Control Hazards

Given a loop that has two inner branches, B1 and B2, the results of the branches are given.
Fill in the prediction made by different predictors.

Assume:
- T = Taken, NT = Not Taken.
- All counters, unless otherwise specified, are 2-bit saturating counters.
- Two bit counters are initialized as weakly taken.
- One bit counters are initialized as not taken.
- All history before the execution of the trace is not taken.
- Branches are executed in the order below (left to right):

<table>
<thead>
<tr>
<th></th>
<th></th>
<th></th>
<th></th>
<th></th>
<th></th>
<th></th>
<th></th>
<th></th>
<th></th>
</tr>
</thead>
<tbody>
<tr>
<td>Action</td>
<td>T</td>
<td>NT</td>
<td>T</td>
<td>T</td>
<td>NT</td>
<td>T</td>
<td>T</td>
<td>NT</td>
<td>T</td>
</tr>
</tbody>
</table>

- The PC address of the branches are PC(B1) = 0x28, PC(B2) = 0x34.
- History[2:0] is a 3-bit shift register. 0 indicates a prior branch is NT, 1 indicates a prior branch is T. The most recently resolved branch action is stored in History[0].
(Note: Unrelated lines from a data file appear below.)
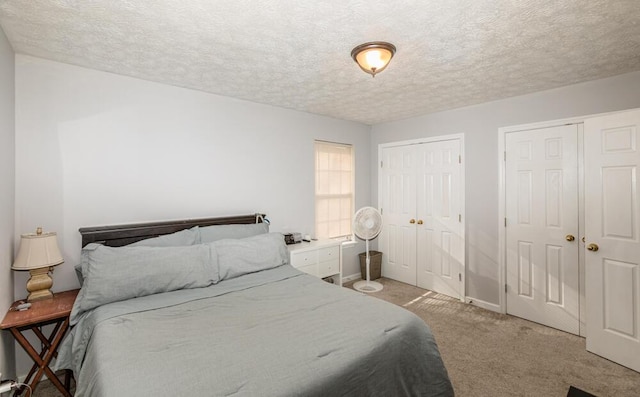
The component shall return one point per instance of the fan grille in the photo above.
(367, 223)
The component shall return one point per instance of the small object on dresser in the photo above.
(23, 306)
(292, 238)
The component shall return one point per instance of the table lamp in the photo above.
(38, 253)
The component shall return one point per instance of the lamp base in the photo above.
(39, 284)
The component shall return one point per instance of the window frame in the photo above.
(346, 237)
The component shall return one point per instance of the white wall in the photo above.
(94, 148)
(7, 193)
(480, 125)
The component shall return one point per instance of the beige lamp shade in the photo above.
(38, 253)
(373, 57)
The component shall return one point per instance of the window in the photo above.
(334, 190)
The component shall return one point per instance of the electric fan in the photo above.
(367, 224)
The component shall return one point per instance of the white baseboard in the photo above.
(483, 304)
(351, 277)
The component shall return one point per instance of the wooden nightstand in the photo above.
(49, 311)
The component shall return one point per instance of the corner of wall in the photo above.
(7, 199)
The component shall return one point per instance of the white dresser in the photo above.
(322, 258)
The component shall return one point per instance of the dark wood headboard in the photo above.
(119, 235)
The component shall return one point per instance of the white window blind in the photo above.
(334, 189)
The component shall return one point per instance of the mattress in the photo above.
(277, 332)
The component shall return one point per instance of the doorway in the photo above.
(538, 244)
(421, 197)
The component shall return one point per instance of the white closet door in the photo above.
(612, 209)
(397, 241)
(542, 226)
(440, 239)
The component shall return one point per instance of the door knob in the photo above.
(593, 247)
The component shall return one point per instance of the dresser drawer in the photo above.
(329, 254)
(329, 268)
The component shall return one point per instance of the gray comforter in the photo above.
(273, 333)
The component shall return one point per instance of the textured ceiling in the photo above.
(296, 54)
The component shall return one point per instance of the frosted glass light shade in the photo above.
(373, 57)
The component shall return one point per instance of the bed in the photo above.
(152, 326)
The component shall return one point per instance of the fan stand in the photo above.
(367, 285)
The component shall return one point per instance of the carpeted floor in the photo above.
(490, 354)
(493, 355)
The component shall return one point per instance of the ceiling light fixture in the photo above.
(373, 57)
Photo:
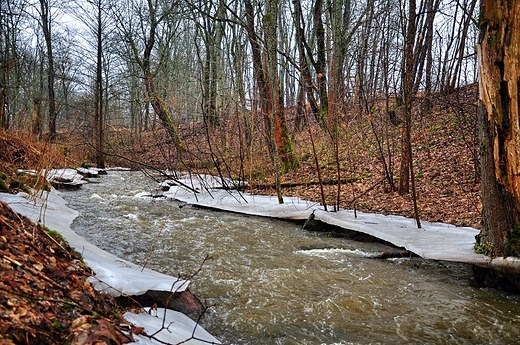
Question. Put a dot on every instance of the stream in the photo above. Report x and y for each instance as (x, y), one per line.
(271, 282)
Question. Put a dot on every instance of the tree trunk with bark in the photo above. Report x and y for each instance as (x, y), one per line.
(499, 103)
(46, 27)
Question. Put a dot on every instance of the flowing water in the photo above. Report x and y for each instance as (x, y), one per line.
(271, 282)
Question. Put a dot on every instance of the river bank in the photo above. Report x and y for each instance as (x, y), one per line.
(77, 288)
(273, 282)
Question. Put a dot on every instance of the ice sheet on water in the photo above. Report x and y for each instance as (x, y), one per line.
(183, 327)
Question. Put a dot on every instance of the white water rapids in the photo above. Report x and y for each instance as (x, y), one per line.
(271, 282)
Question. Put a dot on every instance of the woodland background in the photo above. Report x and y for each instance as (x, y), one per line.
(344, 93)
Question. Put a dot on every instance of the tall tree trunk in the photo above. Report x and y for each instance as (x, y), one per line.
(499, 87)
(270, 19)
(320, 66)
(98, 102)
(407, 80)
(46, 27)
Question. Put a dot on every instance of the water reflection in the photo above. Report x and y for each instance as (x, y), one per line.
(274, 283)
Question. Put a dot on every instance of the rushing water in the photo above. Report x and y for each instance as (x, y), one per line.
(274, 283)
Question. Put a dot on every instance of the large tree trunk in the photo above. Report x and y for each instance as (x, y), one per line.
(499, 76)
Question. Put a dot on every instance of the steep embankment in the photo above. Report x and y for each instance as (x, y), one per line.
(45, 297)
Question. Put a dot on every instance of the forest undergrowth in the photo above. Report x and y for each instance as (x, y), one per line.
(444, 143)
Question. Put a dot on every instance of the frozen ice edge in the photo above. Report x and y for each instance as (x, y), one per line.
(435, 241)
(115, 275)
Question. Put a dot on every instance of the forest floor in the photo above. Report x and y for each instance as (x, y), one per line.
(445, 151)
(44, 297)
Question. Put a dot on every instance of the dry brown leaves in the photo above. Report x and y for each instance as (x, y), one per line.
(44, 297)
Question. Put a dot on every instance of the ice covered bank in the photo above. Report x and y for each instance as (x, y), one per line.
(114, 275)
(436, 241)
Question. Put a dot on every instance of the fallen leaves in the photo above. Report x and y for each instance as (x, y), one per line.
(44, 297)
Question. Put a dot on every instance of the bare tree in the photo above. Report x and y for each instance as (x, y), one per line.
(499, 127)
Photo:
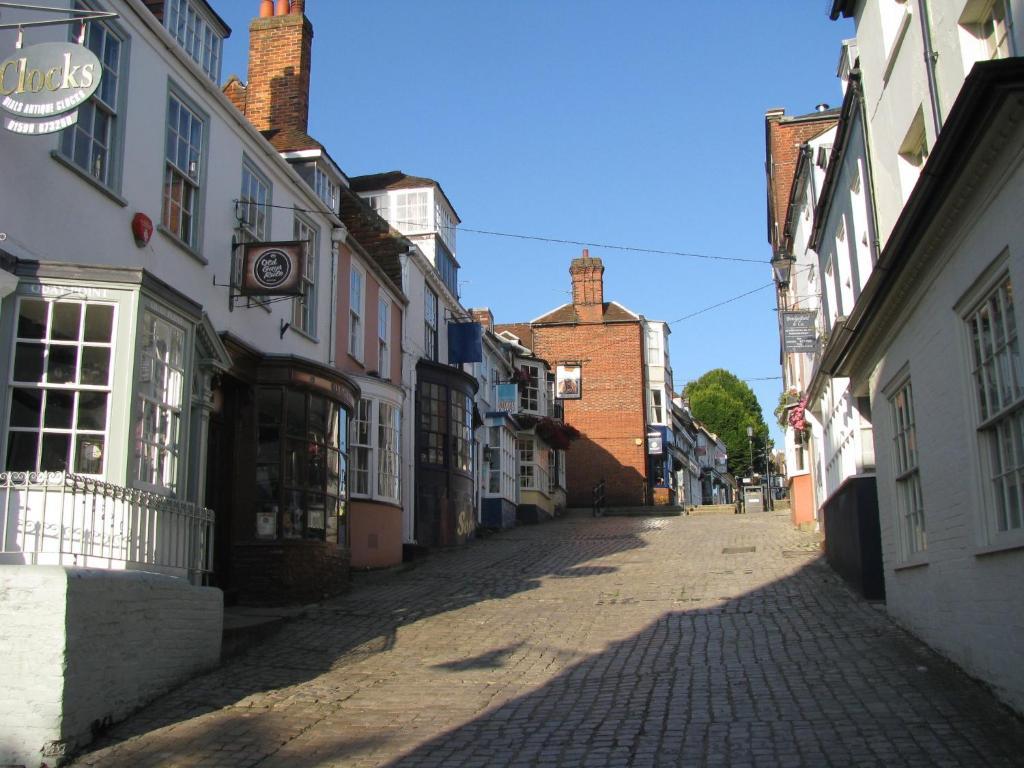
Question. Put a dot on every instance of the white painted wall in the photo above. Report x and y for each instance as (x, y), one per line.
(417, 273)
(90, 227)
(892, 59)
(963, 596)
(84, 647)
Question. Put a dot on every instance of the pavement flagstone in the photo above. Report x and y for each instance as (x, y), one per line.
(619, 641)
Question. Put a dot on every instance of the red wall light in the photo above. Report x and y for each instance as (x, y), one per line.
(141, 228)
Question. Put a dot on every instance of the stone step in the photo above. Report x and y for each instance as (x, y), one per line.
(713, 509)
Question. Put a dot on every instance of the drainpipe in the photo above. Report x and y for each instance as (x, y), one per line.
(1010, 29)
(869, 177)
(930, 58)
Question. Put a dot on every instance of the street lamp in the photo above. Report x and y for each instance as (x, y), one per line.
(750, 438)
(781, 265)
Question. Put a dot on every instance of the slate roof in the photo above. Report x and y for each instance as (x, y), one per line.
(610, 312)
(382, 243)
(396, 180)
(522, 331)
(291, 139)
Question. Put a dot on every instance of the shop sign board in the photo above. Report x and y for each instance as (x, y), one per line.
(568, 383)
(272, 268)
(42, 86)
(799, 334)
(508, 397)
(654, 442)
The predictors in the problem below are:
- Static-NT : Static Not Taken
- Static-T : Static Taken
- Bimodal : 1-bit saturating counter table indexed by PC[4:2]
- Global : 2-bit saturating counter table indexed by History[2:0]
- Gshare : Global correlation predictor. 2-bit saturating counter table indexed by XOR(PC[4:2], History[2:0])
(a) Complete the table of predictions and branch prediction accuracy. On each row, write the state of the corresponding predictor before it is updated by the branch. For 2-bit predictors, write SNT, WNT, WT, or ST to distinguish between strong and weak prediction.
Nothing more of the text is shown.